Buku ini berisi 45 esai tentang Desain, Bandung, dan Budaya Sunda dari Jamaludin atau lebih dikenal dengan panggilan akrab Mang Jamal yang dalam kesehariannya berkecimpung dalam dunia akademis sebagai dosen di Fakultas Seni Rupa dan Desain Institut Teknologi Nasional (Itenas), Bandung.
Di dunia akademis dan desain praktis, Mang Jamal memulainya dengan menempuh pendidikan di Jurusan Desain Studio Desain Interior Fakultas Seni Rupa dan Desain ITB, setelah lulus ia sempat bekerja di Jakarta sebagai desainer interior hingga menjadi dosen Desain Interior hingga sekarang. Sambil mengajar Mang Jamal terus melanjutkan studinya hingga ke jenjang S-3 di Program Ilmu Seni Rupa dan Desain ITB dan memperoleh gelar Doktor Ilmu Seni Rupa dan Desain pada tahun 2011
Mang Jamal juga dikenal di dunia sastra, novel debutannya Lousiana-Lousiana (Grasindo 2003) yang cukup sukses di pasaran membuatnya ketagihan menulis novel hingga melahirkan 4 buah novel lainnya. Tahun 2007 Mang Jamal menulis buku teks pengantar Desain Mebel yang diterbitkan oleh Kiblat Buku Utama.

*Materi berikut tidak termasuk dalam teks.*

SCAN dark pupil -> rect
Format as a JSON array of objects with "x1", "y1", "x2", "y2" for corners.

Selain menulis novel dan buku teks Mang Jamal juga produktif menulis esai-esai di harian Kompas dan media-media cetak lainnya tentang Desain, kota Bandung, dan budaya Sunda. Kini esai-esai tersebut dibukukan dalam sebuah buku kumpulan esai ini.

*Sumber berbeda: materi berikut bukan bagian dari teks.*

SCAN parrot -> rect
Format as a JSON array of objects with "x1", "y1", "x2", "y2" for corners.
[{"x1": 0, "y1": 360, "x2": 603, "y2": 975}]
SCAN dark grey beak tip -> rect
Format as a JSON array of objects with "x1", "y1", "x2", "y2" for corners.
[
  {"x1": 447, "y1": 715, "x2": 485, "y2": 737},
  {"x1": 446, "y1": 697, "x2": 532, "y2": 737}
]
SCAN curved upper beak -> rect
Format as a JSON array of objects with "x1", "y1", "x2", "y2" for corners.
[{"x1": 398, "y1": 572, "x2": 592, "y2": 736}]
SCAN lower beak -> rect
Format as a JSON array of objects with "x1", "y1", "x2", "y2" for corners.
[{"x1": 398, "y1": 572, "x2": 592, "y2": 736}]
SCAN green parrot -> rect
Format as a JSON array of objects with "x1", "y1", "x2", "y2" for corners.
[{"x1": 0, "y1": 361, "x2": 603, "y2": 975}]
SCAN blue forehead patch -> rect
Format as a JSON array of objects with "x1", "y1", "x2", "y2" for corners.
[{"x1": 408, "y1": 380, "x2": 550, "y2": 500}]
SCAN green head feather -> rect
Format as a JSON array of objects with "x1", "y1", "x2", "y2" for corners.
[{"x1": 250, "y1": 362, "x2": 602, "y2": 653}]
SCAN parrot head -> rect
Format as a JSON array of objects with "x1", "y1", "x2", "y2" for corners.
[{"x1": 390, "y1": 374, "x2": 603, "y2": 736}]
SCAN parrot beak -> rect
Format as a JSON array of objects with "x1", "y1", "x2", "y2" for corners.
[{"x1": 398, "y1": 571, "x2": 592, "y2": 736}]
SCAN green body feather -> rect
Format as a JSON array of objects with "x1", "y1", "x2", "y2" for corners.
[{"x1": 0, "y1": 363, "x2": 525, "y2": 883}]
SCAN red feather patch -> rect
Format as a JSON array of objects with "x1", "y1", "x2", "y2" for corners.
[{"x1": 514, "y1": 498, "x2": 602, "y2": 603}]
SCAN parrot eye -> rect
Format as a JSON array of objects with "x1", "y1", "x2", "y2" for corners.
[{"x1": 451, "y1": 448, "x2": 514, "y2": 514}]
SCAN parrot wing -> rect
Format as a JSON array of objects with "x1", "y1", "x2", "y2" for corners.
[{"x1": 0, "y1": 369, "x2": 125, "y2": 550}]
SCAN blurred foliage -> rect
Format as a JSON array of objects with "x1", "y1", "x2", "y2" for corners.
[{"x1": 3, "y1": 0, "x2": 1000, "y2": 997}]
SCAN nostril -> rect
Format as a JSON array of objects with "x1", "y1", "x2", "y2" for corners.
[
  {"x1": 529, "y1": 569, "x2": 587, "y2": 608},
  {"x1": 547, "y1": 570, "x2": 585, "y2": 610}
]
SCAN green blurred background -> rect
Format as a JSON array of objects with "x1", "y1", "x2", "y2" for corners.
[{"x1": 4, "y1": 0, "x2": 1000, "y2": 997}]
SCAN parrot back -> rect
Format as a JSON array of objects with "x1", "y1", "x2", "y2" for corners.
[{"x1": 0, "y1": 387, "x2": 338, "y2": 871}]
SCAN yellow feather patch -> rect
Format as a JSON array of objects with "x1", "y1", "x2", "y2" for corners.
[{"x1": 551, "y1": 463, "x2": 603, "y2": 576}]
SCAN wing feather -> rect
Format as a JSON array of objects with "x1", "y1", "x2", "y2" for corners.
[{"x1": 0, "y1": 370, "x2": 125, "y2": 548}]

Buku ini dibagi ke dalam 4 bagian berdasarkan tema tulisan-tulisannya, yaitu Desain, Bandung, Budaya Sunda, dan Esai Basa Sunda. Walau banyak bergelut di dunia akademis namun karena Mang Jamal juga adalah seorang novelis maka semua esainya dibuat dengan kalimat-kalimat yang enak dibaca dengan disisipi humor khas penulis disertai kritik-kritik yang membangun.
Di bagian desain setelah membahas mengenai hikayat kursi yang dikupas secara menarik, kritik Mang Jamal menohok langsung ke jantung pusat pemerintahan yaitu Istana Negara dan Istana Merdeka. Tentunya kita semua bangga dan kagum dengan desain Istana Presiden yang berdiri dengan megah dan kokoh selama ratusan tahun. Namun dibalik keindahan dan kekokohan kedua istana itu, Mang Jamal merasa terusik akan diapakainya bekas Istana Gubernur Jenderal Belanda itu sebagai kantor pemerintahan.
Mari sejenak lupakan "kebanggaan nasional" terhadap kedua gedung megah itu dan cobalah menggunakan cara pandang seperti ini: kedua gedung itu dulunya adalah rumah dinas sekaligus kantor Gubernur Jenderal pemerintahan kolonial Belanda. Para gubernur jenderal itu bersemayam di sana sebagai perpanjangan tangan Kerajaan Belanda.......untuk melaksanakan administrasi pemerintahan negara jajahan bernama Hindia Belanda.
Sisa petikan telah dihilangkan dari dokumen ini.